Pandas partitioning API#

This page contains a description of the API to extract partitions from and build Modin Dataframes.

unwrap_partitions#

modin.distributed.dataframe.pandas.unwrap_partitions(api_layer_object: Union[DataFrame, Series], axis: Optional[int] = None, get_ip: bool = False) list#

Unwrap partitions of the api_layer_object.

Parameters:
  • api_layer_object (DataFrame or Series) – The API layer object.

  • axis ({None, 0, 1}, default: None) – The axis to unwrap partitions for (0 - row partitions, 1 - column partitions). If axis is None, the partitions are unwrapped as they are currently stored.

  • get_ip (bool, default: False) – Whether to get node ip address to each partition or not.

Returns:

A list of Ray.ObjectRef/Dask.Future to partitions of the api_layer_object if Ray/Dask is used as an engine.

Return type:

list

Notes

If get_ip=True, a list of tuples of Ray.ObjectRef/Dask.Future to node ip addresses and partitions of the api_layer_object, respectively, is returned if Ray/Dask is used as an engine (i.e. [(Ray.ObjectRef/Dask.Future, Ray.ObjectRef/Dask.Future), ...]).

from_partitions#

modin.distributed.dataframe.pandas.from_partitions(partitions: list, axis: Optional[int], index: Optional[Union[ExtensionArray, ndarray, Index, Series, SequenceNotStr, range]] = None, columns: Optional[Union[ExtensionArray, ndarray, Index, Series, SequenceNotStr, range]] = None, row_lengths: Optional[list] = None, column_widths: Optional[list] = None) DataFrame#

Create DataFrame from remote partitions.

Parameters:
  • partitions (list) – A list of Ray.ObjectRef/Dask.Future to partitions depending on the engine used.

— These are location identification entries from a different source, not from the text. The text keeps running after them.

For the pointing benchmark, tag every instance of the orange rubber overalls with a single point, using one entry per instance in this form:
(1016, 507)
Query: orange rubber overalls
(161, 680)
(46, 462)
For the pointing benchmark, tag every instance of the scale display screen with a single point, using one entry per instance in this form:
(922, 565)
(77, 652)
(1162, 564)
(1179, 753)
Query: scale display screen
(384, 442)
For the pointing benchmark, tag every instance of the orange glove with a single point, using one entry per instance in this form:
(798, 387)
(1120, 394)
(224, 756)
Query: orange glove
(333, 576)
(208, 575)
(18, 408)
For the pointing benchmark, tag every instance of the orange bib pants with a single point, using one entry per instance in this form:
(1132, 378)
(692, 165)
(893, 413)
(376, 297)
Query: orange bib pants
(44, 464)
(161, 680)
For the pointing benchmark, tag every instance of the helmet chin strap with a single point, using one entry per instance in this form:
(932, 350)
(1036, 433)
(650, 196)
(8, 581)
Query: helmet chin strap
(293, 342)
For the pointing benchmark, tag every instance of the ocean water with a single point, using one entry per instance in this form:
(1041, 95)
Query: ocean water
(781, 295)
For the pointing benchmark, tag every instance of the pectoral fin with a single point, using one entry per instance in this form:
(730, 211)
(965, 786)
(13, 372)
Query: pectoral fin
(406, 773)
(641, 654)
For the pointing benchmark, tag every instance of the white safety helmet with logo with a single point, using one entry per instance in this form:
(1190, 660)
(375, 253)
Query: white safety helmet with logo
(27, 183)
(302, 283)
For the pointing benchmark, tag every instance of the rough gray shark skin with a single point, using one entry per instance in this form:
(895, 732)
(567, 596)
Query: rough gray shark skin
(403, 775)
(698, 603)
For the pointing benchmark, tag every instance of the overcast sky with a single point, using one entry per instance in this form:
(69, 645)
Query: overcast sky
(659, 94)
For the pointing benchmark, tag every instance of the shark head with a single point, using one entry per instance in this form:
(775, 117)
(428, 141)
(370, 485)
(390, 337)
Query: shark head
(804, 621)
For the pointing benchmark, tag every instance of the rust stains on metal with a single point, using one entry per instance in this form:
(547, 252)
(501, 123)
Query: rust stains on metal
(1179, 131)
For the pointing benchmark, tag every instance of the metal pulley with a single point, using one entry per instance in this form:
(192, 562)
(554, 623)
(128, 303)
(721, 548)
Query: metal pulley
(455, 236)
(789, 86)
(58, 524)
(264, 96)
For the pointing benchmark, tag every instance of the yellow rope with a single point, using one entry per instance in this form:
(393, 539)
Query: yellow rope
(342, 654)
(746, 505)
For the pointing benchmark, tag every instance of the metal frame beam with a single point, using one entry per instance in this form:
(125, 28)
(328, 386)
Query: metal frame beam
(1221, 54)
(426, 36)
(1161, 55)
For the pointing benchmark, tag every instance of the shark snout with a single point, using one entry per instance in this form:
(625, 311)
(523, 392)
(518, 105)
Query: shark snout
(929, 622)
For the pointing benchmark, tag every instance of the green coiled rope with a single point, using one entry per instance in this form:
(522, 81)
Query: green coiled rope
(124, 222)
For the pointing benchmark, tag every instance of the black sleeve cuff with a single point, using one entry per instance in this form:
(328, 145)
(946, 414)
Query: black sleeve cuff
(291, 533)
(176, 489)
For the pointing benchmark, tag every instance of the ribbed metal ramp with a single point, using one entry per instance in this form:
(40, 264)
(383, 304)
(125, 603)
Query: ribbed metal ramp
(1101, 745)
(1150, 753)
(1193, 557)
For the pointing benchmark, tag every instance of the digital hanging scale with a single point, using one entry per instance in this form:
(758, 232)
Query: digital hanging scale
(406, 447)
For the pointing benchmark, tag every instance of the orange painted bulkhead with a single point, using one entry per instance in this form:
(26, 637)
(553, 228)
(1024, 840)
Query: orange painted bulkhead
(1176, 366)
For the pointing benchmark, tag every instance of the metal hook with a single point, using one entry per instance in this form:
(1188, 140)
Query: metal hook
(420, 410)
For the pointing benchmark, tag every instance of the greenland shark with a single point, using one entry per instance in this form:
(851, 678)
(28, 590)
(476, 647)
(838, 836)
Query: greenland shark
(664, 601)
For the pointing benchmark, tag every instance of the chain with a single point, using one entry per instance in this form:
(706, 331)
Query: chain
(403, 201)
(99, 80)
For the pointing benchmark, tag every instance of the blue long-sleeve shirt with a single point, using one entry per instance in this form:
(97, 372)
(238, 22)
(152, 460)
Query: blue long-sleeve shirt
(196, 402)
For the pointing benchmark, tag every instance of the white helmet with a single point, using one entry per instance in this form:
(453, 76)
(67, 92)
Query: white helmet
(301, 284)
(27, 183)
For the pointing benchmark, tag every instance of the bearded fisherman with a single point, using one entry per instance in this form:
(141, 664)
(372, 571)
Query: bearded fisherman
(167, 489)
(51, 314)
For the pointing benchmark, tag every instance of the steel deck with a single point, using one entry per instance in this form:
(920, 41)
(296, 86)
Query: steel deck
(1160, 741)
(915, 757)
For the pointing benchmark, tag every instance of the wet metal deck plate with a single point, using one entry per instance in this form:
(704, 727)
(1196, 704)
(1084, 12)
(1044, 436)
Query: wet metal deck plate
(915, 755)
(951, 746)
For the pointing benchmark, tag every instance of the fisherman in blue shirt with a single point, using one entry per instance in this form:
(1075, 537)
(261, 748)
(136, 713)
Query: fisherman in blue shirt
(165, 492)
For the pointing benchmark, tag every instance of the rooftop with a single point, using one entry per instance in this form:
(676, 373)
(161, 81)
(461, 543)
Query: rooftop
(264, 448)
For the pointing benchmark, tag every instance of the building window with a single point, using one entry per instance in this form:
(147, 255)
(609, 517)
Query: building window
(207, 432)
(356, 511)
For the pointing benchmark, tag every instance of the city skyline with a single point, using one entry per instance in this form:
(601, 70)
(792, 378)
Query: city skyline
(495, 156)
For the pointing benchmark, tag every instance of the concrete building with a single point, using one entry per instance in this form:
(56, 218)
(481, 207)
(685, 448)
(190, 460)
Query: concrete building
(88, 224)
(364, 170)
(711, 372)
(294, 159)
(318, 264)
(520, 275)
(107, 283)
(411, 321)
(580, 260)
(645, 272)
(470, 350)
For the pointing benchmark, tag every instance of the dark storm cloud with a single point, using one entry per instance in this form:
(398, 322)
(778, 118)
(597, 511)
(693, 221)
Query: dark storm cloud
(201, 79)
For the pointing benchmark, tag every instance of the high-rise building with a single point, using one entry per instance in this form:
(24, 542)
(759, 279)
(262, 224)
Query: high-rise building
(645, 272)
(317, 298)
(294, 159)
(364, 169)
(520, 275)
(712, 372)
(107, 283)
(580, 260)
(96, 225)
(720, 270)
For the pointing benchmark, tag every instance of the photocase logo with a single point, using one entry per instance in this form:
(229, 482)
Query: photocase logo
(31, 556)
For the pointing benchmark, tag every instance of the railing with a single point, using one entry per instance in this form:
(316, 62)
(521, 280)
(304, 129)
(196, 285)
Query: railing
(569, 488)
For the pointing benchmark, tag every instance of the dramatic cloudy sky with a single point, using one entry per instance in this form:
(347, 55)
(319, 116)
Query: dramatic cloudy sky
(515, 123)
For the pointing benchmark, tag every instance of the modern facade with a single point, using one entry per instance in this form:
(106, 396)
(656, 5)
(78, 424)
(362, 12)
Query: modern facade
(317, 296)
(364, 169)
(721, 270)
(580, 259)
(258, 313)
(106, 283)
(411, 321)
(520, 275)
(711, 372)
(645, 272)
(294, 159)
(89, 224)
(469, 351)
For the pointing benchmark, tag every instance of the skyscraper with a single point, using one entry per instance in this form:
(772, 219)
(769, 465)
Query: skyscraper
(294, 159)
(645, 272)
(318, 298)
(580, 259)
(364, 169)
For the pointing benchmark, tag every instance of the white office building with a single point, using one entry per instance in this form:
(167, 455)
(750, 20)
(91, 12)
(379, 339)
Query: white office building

Or a list of tuples of Ray.ObjectRef/Dask.Future to node ip addresses and partitions depending on the engine used (i.e. [(Ray.ObjectRef/Dask.Future, Ray.ObjectRef/Dask.Future), ...]).

  • axis ({None, 0 or 1}) –

    The axis parameter is used to identify what are the partitions passed. You have to set:

    • axis=0 if you want to create DataFrame from row partitions

    • axis=1 if you want to create DataFrame from column partitions

    • axis=None if you want to create DataFrame from 2D list of partitions

  • index (sequence, optional) – The index for the DataFrame. Is computed if not provided.

  • columns (sequence, optional) – The columns for the DataFrame. Is computed if not provided.

  • row_lengths (list, optional) – The length of each partition in the rows. The “height” of each of the block partitions. Is computed if not provided.

  • column_widths (list, optional) – The width of each partition in the columns. The “width” of each of the block partitions. Is computed if not provided.

Returns:

DataFrame instance created from remote partitions.

Return type:

modin.pandas.DataFrame

Notes

Pass index, columns, row_lengths and column_widths to avoid triggering extra computations of the metadata when creating a DataFrame.

Example#

import modin.pandas as pd
from modin.distributed.dataframe.pandas import unwrap_partitions, from_partitions
import numpy as np
data = np.random.randint(0, 100, size=(2 ** 10, 2 ** 8))
df = pd.DataFrame(data)
partitions = unwrap_partitions(df, axis=0, get_ip=True)
print(partitions)
new_df = from_partitions(partitions, axis=0)
print(new_df)